Isabel Schnabel, membre du conseil d'administration de la Banque centrale européenne, a appelé les banques centrales à intégrer leur monnaie dans les plates-formes de technologie de registre distribué (DLT) afin de soutenir le développement de la finance tokenisée.
Lors du Symposium sur la politique économique de Jackson Hole, le 28 août 2026, Arnout Schnabel a souligné que la tokenisation – c'est-à-dire la représentation des actifs financiers et de l'argent sous forme de tokens numériques dans des plateformes programmatables – offre des avantages importants, notamment pour la zone euro.
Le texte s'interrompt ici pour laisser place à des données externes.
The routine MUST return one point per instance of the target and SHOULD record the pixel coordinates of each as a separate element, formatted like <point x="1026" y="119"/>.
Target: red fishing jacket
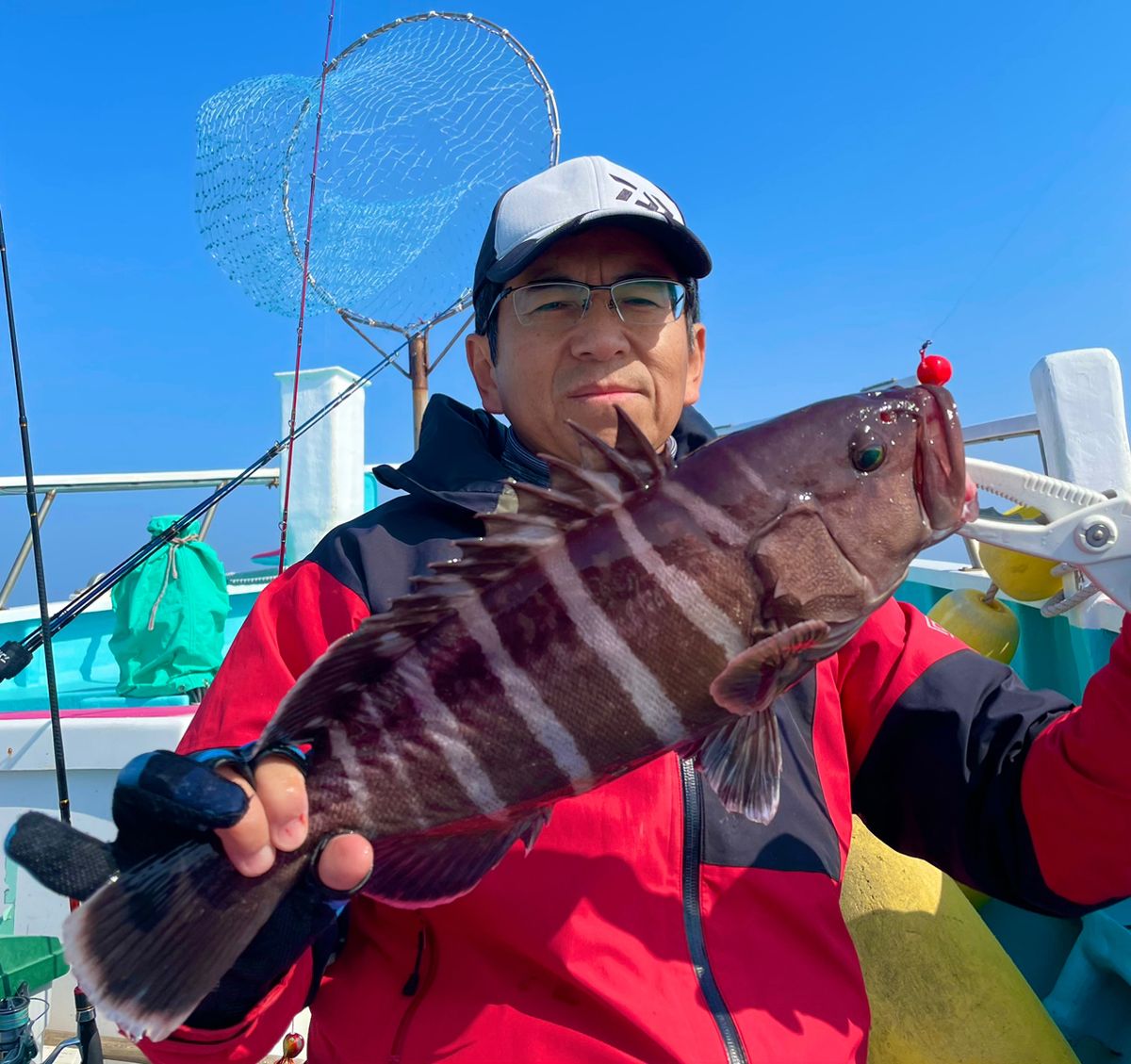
<point x="648" y="924"/>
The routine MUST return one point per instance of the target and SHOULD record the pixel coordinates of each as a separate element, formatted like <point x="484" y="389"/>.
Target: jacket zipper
<point x="417" y="986"/>
<point x="694" y="916"/>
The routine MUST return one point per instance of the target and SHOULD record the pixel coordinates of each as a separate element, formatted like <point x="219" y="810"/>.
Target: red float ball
<point x="934" y="369"/>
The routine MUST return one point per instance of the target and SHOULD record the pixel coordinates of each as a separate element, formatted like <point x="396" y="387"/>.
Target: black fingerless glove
<point x="161" y="801"/>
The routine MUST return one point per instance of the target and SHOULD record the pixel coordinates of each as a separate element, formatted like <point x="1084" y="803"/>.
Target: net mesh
<point x="425" y="123"/>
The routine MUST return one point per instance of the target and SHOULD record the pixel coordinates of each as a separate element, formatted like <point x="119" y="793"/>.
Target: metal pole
<point x="17" y="566"/>
<point x="41" y="583"/>
<point x="418" y="372"/>
<point x="206" y="524"/>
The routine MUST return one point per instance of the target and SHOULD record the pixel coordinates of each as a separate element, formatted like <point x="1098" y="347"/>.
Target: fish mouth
<point x="947" y="494"/>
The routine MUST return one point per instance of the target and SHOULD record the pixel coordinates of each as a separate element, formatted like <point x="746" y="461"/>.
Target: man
<point x="647" y="924"/>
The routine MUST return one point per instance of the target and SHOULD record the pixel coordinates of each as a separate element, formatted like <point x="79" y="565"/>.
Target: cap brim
<point x="687" y="253"/>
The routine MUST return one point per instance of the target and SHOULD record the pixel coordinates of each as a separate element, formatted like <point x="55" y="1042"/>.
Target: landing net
<point x="425" y="123"/>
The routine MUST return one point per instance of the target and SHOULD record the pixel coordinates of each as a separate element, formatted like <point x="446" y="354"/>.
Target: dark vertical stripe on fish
<point x="467" y="678"/>
<point x="541" y="639"/>
<point x="656" y="634"/>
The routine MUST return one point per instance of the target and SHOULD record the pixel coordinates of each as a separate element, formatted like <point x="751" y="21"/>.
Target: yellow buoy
<point x="1024" y="577"/>
<point x="979" y="621"/>
<point x="942" y="990"/>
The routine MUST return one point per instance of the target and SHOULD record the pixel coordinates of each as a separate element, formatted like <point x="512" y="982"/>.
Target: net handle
<point x="552" y="119"/>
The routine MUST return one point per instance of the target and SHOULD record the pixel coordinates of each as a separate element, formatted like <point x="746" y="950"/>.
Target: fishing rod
<point x="16" y="655"/>
<point x="89" y="1039"/>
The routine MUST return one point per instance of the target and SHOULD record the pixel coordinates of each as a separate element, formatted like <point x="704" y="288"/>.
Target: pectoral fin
<point x="423" y="871"/>
<point x="742" y="762"/>
<point x="755" y="678"/>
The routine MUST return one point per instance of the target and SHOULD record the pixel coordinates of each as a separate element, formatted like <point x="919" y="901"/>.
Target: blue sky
<point x="854" y="169"/>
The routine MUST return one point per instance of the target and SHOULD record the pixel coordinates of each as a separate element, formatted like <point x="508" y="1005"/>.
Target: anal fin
<point x="422" y="871"/>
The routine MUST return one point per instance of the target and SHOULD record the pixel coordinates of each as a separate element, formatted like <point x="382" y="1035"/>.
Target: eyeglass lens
<point x="565" y="303"/>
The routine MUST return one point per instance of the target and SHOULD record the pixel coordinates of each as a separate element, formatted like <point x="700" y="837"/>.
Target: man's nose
<point x="600" y="333"/>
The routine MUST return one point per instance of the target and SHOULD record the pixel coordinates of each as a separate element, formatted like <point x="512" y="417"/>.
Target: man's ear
<point x="479" y="361"/>
<point x="696" y="358"/>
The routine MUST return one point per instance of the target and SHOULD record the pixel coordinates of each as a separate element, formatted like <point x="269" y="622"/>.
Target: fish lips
<point x="940" y="460"/>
Il s'agit notamment du règlement atomique, qui permet d'effectuer le règlement des différentes parties de la transaction simultanément, et de la programmabilité, qui automatise les processus tels que la substitution de garantie et la gestion des marées grâce à des contrats intelligents. Arnout Schnabel a noté que ces avantages sont particulièrement prononcés dans les transactions transnationales, où le règlement programmable pourrait réduire les frictions opérationnelles et améliorer la mobilité des garanties au cours d'horaires de travail de différents fuseaux.
Schnabel a abordé trois questions clés en matière de finance tokenisée. Premièrement, elle a soutenu que la monnaie des banques centrales demeure essentielle en tant qu'actif de règlement sûr, puisque les stablecoins, bien qu'prometteurs, ne disposent pas des capacités de provision de liquidité des réserves de la banque centrale. Deuxièmement, elle a préconisé que les banques centrales adoptent la DLT en «appuyant» leur monnaie sur la chaîne, suggérant que cela préserverait le rôle de la monnaie des banques centrales en tant que fondement des règlements, tout en permettant une mise en œuvre de la politique monétaire modernisée, une gestion des garanties et une provision de liquidité. Troisièmement, elle a exploré les compromis entre l'intégration des réserves de la banque centrale avec des actifs tokenisés sur des livres partagés et leur émission sur un livre géré par la banque centrale et connecté à d'autres plateformes, soulignant la nécessité d'équilibrer l'interopérabilité avec la résilience, l'innovation et la gouvernance.
M. Schnabel a également souligné le potentiel de la tokenisation pour abaisser les barrières d'entrée pour les fournisseurs d'infrastructures, les entreprises et les investisseurs. Par exemple, la « bourse à la lumière » (Lise) de la France montre comment la tokenisation peut soutenir de nouvelles places de trading adaptées aux petites entreprises en réduisant les coûts d'exploitation. De plus, la tokenisation permet la propriété fractionnaire, permettant aux investisseurs d'accéder à des actifs tels que des lingots d'or ou des biens immobiliers auxquels ils non auraient accès sans un investissement minimum important.
S'intéressant à l'infrastructure financière fragmentée de la zone euro, Mme Schnabel a signalé que la tokenisation pouvait s'aligner sur les objectifs d'une Union européenne de l'épargne et des investissements en intégrant les marchés grâce à une conception commune plutôt que à la mise en concordance de systèmes nationaux. Elle a cité la plateforme TARGET2-Securities (T2S) du Système européen de centrales bancaires (SECB) comme exemple du fonctionnement des opérations de règlement atomiques et des processus automatisés sur les marchés nationaux, même si la tokenisation pourrait généraliser ces avantages à l'échelle transfrontalière.
Mme Schnabel a conclu que bien que la tokenisation modifie la technologie des transferts monétaires et d'actifs, elle ne supprime pas la nécessité d'un cadre institutionnel qui préserve la convertibilité et la stabilité monétaire. Elle a souligné que les systèmes tokenisés doivent reproduire les infrastructures financières existantes ou construire de nouveaux cadres de confiance et de stabilité.
Le discours soulignait l'exploration en cours de la DLT et de la finance tokenisée menée par la BCE, plaidant en faveur d'une participation de la banque centrale essentielle pour libérer le plein potentiel de la technologie tout en préservant la stabilité financière.